MDWs seeking support at Kalayaan 
Kalayaan’s advice service is already stretched to its limits, as is that of the solicitors to whom we make referrals. There will be more pressure than ever for committed individuals in the legal services to take on cases for which they simply do not have the time or capacity, with potentially serious results as cases are not given the time they should be. Others will just be turned away. The most vulnerable, with the least connections or ability to pay would be very unlikely to be able to access justice. Cuts are also likely to result in an increase in unscrupulous individuals charging large amounts of money for very bad advice. This is already something we see too much of at Kalayaan with individuals coming to us in far more debt and often in a worse legal position than they would have been had they not taken the advice.

The Government suggests in its proposals that individuals be less quick to use the legal system, instead trying less formal resolutions. In the case of migrant domestic workers, who often have little if any education, and whose employers are frequently themselves legal professionals this is unrealistic. The power imbalances are extreme and there may have been years of psychological abuse making an unsupported challenge impossible.

Tuesday, 11 January 2011

Kalayaan's work

Disclaimer: Kalayaan provides a confidential advice service. To protect the confidentiality of the migrant domestic workers who come to Kalayaan for advice the names and any identifying features (such as names, nationalities and dates) have been changed.

Migrant domestic workers and staff at Kalayaan
One of the reasons Kalayaan is such an exciting place to work is the unpredictability of each day.
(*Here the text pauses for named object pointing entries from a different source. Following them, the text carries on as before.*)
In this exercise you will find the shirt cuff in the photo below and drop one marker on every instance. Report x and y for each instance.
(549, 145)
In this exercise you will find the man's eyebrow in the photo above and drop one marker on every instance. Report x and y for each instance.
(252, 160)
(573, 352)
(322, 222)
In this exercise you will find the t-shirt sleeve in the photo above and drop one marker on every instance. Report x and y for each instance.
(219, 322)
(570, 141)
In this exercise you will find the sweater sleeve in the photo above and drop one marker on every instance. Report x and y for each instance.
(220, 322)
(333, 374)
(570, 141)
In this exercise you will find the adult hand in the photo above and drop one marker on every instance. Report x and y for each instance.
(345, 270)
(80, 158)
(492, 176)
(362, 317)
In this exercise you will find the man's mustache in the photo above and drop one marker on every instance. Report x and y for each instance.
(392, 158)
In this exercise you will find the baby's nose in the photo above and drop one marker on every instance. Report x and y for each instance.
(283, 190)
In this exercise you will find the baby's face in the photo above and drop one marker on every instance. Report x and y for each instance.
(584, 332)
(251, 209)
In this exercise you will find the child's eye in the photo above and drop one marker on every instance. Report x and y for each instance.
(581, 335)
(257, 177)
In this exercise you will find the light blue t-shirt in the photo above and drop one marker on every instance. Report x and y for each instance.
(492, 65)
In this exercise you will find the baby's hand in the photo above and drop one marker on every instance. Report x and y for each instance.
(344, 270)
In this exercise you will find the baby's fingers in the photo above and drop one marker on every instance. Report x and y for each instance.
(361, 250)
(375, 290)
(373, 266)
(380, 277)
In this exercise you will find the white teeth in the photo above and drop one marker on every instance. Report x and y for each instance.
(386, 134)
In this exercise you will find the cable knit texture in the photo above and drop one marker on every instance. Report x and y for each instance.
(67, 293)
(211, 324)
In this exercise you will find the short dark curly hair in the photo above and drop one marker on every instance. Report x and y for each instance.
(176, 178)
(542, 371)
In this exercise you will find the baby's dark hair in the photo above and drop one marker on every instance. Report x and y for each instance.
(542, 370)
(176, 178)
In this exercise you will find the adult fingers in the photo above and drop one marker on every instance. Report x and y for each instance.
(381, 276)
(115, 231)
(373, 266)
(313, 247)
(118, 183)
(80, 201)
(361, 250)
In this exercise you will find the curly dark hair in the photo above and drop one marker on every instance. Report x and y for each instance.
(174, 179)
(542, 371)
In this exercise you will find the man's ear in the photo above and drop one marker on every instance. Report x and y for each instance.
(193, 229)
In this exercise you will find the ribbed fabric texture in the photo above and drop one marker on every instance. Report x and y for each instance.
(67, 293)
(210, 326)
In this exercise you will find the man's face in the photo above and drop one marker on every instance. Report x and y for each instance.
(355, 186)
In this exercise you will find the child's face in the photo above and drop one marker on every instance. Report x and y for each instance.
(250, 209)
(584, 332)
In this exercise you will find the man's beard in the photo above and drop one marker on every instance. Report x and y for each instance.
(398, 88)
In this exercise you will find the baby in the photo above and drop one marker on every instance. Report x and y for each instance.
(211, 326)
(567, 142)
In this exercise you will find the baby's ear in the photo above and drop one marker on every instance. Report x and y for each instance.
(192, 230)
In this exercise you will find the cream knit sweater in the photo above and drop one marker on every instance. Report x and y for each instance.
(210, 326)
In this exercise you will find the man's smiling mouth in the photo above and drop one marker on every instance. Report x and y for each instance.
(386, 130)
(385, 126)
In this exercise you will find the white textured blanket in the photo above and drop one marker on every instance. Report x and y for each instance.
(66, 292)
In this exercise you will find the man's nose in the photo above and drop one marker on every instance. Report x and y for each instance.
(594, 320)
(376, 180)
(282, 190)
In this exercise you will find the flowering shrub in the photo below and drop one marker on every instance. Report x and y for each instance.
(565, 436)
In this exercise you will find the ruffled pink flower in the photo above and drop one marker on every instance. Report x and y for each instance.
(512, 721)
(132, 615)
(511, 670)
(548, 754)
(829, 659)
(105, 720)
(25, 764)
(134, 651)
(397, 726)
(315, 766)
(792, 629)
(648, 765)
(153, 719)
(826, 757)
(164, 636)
In theory we plan the times we give advice and give appointments at specific times. In practise we are a small centre with an open door and people walk with ‘just a quick question’. If someone’s visa is about to expire, or they have just ‘run away’ from an employer and have nowhere to sleep that night, or an urgent issue has come up with the police, that is how we spend our day (migrant domestic workers are often reported as ‘missing’ when they leave an employer or have false accusations of theft made against them).

Today the phone was full of messages. Although the centre was open yesterday (Sunday) my colleagues who were in spent the day dealing with registering people for English classes so had no time to listen to the phone. Sundays are the day that there is most demand from migrant domestic workers (MDWs) for advice or other support such as English classes or help filling out forms or writing a letter or CV. This is because for most MDWs, Sunday is the only day they have off. We have tried running activities in the evenings but few MDWs can come to these as they are required to help with supper and / or putting children to bed.